Reputation: 5655
I am trying to stream a file in perl and tokenize the lines and include the tokens.
I have:
while( $line =~ /([\/][\d]*[%].*?[%][\d]*[\/]|[^\s]+|[\s]+)/g ) {
my $word = $1;
#...
}
But it doesn't work when there's no spaces in the token.

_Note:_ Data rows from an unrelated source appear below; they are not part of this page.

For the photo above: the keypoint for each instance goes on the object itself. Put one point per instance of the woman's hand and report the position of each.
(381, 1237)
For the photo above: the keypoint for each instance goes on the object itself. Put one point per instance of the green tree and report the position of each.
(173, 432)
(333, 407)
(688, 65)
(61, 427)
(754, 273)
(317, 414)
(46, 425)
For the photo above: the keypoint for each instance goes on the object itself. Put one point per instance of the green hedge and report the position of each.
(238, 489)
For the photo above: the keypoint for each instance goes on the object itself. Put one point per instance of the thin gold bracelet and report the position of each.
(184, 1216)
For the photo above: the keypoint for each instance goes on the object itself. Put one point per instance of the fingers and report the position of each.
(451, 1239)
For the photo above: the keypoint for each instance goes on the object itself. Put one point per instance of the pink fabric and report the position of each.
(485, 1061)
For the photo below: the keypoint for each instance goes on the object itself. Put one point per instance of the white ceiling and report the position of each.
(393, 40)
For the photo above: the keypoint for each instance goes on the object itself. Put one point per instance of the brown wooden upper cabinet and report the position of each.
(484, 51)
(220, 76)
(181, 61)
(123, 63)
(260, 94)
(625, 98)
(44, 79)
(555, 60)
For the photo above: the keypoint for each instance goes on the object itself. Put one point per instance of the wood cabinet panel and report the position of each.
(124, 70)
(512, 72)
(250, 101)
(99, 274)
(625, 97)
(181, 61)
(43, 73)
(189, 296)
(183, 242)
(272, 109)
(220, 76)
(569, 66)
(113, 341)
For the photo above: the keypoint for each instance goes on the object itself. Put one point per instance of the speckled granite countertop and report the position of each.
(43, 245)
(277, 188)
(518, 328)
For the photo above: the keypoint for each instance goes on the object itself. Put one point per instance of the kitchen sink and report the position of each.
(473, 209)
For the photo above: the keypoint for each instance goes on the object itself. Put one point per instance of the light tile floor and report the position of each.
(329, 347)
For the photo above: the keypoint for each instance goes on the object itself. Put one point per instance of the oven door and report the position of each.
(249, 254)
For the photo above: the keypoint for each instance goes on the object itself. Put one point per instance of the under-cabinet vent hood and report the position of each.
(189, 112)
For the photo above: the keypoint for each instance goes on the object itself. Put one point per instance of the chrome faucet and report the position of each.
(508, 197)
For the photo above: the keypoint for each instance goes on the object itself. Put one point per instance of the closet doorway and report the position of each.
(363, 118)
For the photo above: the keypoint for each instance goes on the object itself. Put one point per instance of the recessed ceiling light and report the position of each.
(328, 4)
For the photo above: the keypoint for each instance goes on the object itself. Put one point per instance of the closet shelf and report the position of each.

For example, if my line is:
$line = '/15%one (1)(2)%15/ is a /%good (1)%/ +/%number(2)%/.'
I would like to split that line into:
$output =
[
'/15%one (1)(2)%15/',
' ',
'is',
' ',
'a',
'/%good (1)%/',
' ',
'+',
'/%number(2)%/',
'.'
]
What is the best way to do this?
Upvotes: 0
Views: 296
Reputation: 385996
(?:(?!STRING).)*
is to STRING
as [^CHAR]*
is to CHAR
, so
my @tokens;
push @tokens, $1
while $line =~ m{
\G
( \s+
| ([\/])([0-9]*)%
(?: (?! %\3\2 ). )*
%\3\2
| (?: (?! [\/][0-9]*% )\S )+
)
}sxg;
but that doesn't validate. If you want to validate, you could use
my @tokens;
push @tokens, $1
while $line =~ m{
\G
( \s+
| ([\/])([0-9]*)%
(?: (?! %\3\2 ). )*
%\3\2
| (?: (?! [\/][0-9]*% )\S )+
| \z (*COMMIT) (*FAIL)
| (?{ die "Syntax error" })
)
}sxg;
The following also validates, but it's a bit more readable and makes it easy to differentiate the token types.:
my @tokens;
for ($line) {
m{\G ( \s+ ) }sxgc
&& do { push @tokens, $1; redo };
m{\G ( ([\/])([0-9]*)% (?: (?! %\3\2 ). )* %\3\2 ) }sxgc
&& do { push @tokens, $1; redo };
m{\G ( (?: (?! [\/][0-9]*% )\S )+ ) }sxgc
&& do { push @tokens, $1; redo };
m{\G \z }sxgc
&& last;
die "Syntax error";
}
pos
will get you information about where the error occurred.
Upvotes: 2